Complaint accuses Greitens groups of concealing donors
JEFFERSON CITY (AP) — An ethics complaint filed Tuesday alleges two groups connected to former Missouri Gov. Eric Greitens were used to conceal donor identities.
The complaint, filed with the Missouri Ethics Commission by Republican Rep. Jay Barnes, accused Greitens' gubernatorial campaign and a nonprofit that promoted Greitens' agenda of multiple campaign finance violations.
Barnes chaired the House committee tasked with investigating the former governor, who resigned June 1 while facing potential impeachment over allegations of sexual and political misconduct.
Attorney Catherine Hanaway, who represents the nonprofit and Greitens' campaign, did not have immediate comment.
Emails included in the complaint feature staffers discussing how unnamed donors should not give directly to the campaign, "so they don't appear on our reports."
One email about a "restricted donor" was from Nick Ayers, a former consultant to Greitens who is now Vice President Mike Pence's chief of staff.
Ayers did not immediately respond to a request for comment.
Among the litany of charges, the complaint said Greitens first failed to officially form a campaign committee on time.
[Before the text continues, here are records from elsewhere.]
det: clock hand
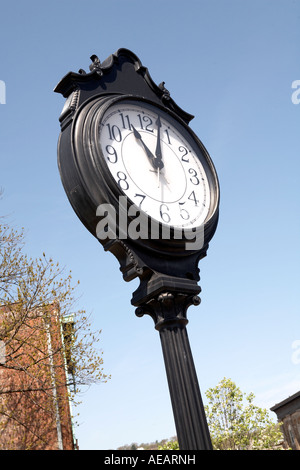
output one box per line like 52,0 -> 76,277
131,125 -> 155,165
131,125 -> 164,170
155,116 -> 164,187
155,116 -> 163,162
149,169 -> 169,186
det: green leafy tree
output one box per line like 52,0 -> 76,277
0,218 -> 110,449
158,439 -> 179,450
205,377 -> 283,450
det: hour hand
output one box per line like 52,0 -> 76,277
131,124 -> 143,142
131,125 -> 163,170
132,126 -> 155,162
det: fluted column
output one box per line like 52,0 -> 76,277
136,291 -> 212,450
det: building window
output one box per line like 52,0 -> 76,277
61,316 -> 75,376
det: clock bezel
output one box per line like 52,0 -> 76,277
72,93 -> 219,255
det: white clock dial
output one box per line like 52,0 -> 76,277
99,100 -> 211,229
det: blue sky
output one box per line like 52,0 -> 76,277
0,0 -> 300,450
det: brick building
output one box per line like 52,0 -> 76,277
0,305 -> 77,450
271,391 -> 300,450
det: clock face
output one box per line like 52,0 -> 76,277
98,99 -> 212,230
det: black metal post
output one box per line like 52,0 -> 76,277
159,325 -> 212,450
135,290 -> 212,450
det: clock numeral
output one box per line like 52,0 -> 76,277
105,145 -> 118,163
117,171 -> 129,191
119,113 -> 131,130
159,204 -> 171,224
188,190 -> 199,206
188,168 -> 200,185
179,202 -> 190,220
179,145 -> 189,162
164,129 -> 171,144
135,193 -> 146,207
137,114 -> 154,132
106,123 -> 122,142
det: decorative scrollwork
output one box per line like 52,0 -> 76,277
158,81 -> 171,102
136,291 -> 201,331
89,54 -> 103,77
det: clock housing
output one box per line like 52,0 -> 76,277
55,49 -> 219,296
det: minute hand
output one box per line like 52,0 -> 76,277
155,116 -> 163,166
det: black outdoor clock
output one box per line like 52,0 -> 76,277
55,49 -> 219,303
98,96 -> 217,232
55,49 -> 220,450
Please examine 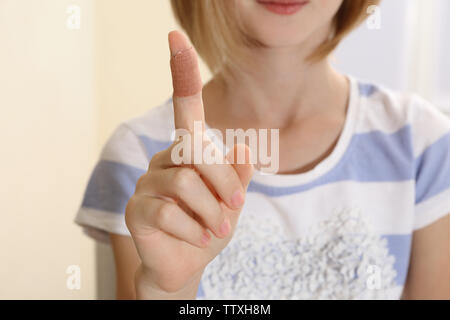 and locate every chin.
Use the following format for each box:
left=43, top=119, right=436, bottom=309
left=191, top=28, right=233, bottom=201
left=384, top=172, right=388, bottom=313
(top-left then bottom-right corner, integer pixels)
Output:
left=234, top=0, right=342, bottom=49
left=247, top=24, right=316, bottom=49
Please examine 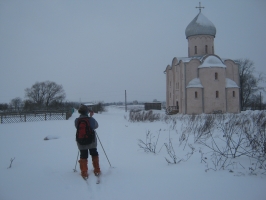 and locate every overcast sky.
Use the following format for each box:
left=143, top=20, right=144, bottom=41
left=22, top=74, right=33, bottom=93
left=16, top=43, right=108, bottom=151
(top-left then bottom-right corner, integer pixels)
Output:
left=0, top=0, right=265, bottom=104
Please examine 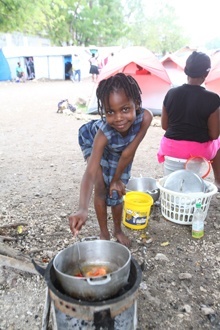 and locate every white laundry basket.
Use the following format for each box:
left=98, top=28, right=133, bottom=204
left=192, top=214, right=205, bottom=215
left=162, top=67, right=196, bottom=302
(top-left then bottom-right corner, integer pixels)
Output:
left=157, top=177, right=218, bottom=225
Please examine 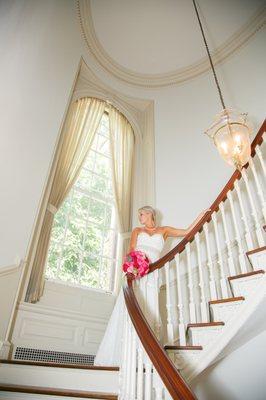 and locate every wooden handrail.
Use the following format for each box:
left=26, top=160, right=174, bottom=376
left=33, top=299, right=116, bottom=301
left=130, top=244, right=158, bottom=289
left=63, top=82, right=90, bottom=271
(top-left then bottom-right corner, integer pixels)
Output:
left=150, top=119, right=266, bottom=273
left=123, top=277, right=197, bottom=400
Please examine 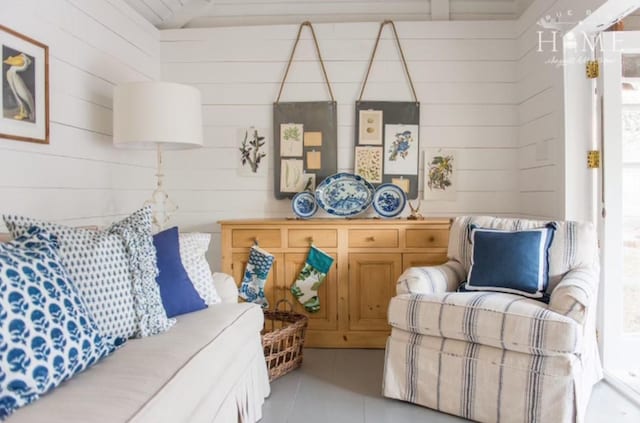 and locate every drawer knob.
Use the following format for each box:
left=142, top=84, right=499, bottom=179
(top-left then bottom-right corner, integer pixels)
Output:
left=253, top=237, right=259, bottom=246
left=367, top=236, right=376, bottom=242
left=429, top=236, right=435, bottom=242
left=308, top=236, right=314, bottom=245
Missouri law requires that candidates formally establish a committee within 20 days after they've started making or spending money to influence an election. The complaint alleged that Greitens purposely waited months after he began maneuvering to become Missouri's next governor to file.
After Greitens was elected, the complaint said several of his campaign staff members established the nonprofit called A New Missouri specifically to skirt new donation limits while essentially functioning as an unofficial arm of Greitens' operation.
"A New Missouri, Inc. effectively operated as a 'fictitious name,'" the complaint said, in order "to conceal the identity of the actual source of the contribution and the actual recipient."
Democratic Reps. Gina Mitten and Tommie Pierson, who served on the House committee, said in a statement that Greitens and his former staffers "cannot be allowed to escape accountability."
"After it reviews that evidence, we are confident the commission will determine that punishment against Greitens and his associates is warranted under the law," they said.
The Missouri Ethics Commission can levy fines, and in some instances refer cases to prosecutors.